Also, Microsoft’s one-click TikTok trick, a 14-year old Aussie cracks ASD encryption in an hour, and more

In brief NATO officials are investigating after criminals put up some data for sale on dark forums that they claim is "classified" information stolen from European missile maker MBDA.

MBDA has denied any sensitive material has been compromised and said it had refused to pay the gang a ransom, claiming the data for sale was obtained from an "external hard drive" rather than its systems.

According to the BBC, which saw samples of the files and has reportedly spoken to the miscreants, 80GB of data – which it was unable to verify – is being offered up for 15 Bitcoins, or approximately $297,000, and the extortionists claim to have made at least one sale. 

The data allegedly includes designs for the Land Ceptor Common Anti-Air Modular Missile, which the BBC said has been used in the Ukrainian conflict. The crims described the total data package as "design documentation, drawings, presentations, video and photo materials, contract agreements and correspondence with other companies," and also claimed it contained personal information about employees at defense companies. 

MBDA's Italian division, meanwhile, says has filed a report with police of an attempt to blackmail the company and says not only that there was no actual network penetration, but that the data was neither classified nor sensitive.

The BBC has nonetheless claimed the sample it saw included documents labeled "NATO SECRET," "NATO CONFIDENTIAL" and "NATO RESTRICTED."

A former NATO official said that, while NATO tends to overclassify documents, a secret-level classification isn't applied lightly.
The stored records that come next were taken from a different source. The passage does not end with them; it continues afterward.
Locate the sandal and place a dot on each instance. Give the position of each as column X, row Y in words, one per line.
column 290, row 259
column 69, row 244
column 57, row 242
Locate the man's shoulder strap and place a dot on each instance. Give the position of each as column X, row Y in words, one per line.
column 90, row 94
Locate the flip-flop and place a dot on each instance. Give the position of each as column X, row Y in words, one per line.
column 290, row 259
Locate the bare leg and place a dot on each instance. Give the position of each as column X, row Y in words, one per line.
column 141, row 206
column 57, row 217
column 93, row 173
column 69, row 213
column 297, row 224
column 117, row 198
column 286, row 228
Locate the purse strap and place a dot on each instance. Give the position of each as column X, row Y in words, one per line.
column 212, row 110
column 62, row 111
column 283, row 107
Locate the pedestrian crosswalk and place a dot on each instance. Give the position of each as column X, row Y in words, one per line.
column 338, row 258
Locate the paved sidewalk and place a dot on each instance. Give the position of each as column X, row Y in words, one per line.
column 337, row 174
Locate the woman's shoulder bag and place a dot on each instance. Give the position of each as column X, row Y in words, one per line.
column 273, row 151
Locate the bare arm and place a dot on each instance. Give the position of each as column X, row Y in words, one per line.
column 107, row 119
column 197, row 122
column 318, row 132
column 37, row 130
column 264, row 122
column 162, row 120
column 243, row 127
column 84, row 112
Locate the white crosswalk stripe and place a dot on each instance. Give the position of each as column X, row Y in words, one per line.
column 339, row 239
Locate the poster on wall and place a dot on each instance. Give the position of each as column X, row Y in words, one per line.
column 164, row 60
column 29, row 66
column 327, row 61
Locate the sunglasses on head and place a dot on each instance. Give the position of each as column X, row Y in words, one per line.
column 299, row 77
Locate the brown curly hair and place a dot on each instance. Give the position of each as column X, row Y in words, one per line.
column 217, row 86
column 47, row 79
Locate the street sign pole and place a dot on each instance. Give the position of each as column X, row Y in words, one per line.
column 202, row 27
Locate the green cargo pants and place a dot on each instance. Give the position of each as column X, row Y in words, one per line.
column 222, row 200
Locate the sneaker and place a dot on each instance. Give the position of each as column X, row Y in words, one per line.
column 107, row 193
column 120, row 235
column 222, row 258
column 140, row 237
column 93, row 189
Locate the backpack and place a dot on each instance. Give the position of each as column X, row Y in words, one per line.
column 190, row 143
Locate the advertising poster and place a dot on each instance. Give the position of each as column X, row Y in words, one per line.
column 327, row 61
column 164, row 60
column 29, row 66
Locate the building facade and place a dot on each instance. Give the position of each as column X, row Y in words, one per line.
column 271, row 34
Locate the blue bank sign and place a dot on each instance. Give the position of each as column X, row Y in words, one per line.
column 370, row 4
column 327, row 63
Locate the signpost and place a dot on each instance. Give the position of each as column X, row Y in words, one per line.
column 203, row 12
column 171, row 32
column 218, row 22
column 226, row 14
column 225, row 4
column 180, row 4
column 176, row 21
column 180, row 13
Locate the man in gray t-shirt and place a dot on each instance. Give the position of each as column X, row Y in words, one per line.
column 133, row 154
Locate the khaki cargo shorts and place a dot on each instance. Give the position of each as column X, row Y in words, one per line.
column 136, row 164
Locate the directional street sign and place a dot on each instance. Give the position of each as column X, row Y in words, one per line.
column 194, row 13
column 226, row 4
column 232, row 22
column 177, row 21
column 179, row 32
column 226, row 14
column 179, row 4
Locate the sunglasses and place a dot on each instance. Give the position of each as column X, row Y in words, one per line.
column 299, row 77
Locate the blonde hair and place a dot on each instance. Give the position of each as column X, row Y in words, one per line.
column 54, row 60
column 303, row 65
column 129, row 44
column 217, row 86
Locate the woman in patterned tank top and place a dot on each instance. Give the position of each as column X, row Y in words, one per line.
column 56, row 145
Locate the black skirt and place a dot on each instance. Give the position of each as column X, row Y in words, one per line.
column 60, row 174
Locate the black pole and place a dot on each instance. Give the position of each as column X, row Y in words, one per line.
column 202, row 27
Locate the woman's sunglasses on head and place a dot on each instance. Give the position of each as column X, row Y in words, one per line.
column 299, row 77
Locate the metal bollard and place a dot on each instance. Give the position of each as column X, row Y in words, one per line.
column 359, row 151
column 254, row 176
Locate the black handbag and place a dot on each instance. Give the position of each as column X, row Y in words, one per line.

If the labels are indeed correct and recent, they said, "This is really the kind of information NATO doesn't want out there in the public." 

The criminal vendors wouldn't verify if the data for sale online came from multiple sources or just MBDA but it's understood that NATO's investigation is centered around one of MBDA's suppliers, which could mean any blame might ultimately lie with a third party.

TikTok's Android app vulnerable to one-click takeover

Security researchers at Microsoft would like TikTok users to know that, if they ever accidentally click a malicious link that fails to take over their account, please direct gratitude in Redmond's direction.

It turns out a specially crafted link sent to Android versions of the TikTok app, both the Chinese version and international flavor, could give an attacker total control over the victim's account as soon as they clicked it.

Microsoft security researchers said they first found the bug in the Android version of TikTok in February, which the social media company quickly fixed due to its high severity. According to Microsoft, there's no evidence the exploit has been used in the wild.

At the heart of the flaw is a method used to bypass TikTok's deeplink verification process by forcing the code to load an arbitrary URL into WebView, the Android component that allows URLs to be opened inside of apps. 

From there, the malicious URL can access the JavaScript bridges that allow WebView to talk to TikTok, giving the attacker the ability to access and modify a victim's profile, publicize private videos, send messages and upload posts. 

Exploiting JavaScript bridges is nothing new - it's been a method used to compromise Android apps since at least 2012 when it was demonstrated at Black Hat. In that instance, researchers demonstrated how they could execute malware in an Android app after it had been scanned by Google Play for malicious code.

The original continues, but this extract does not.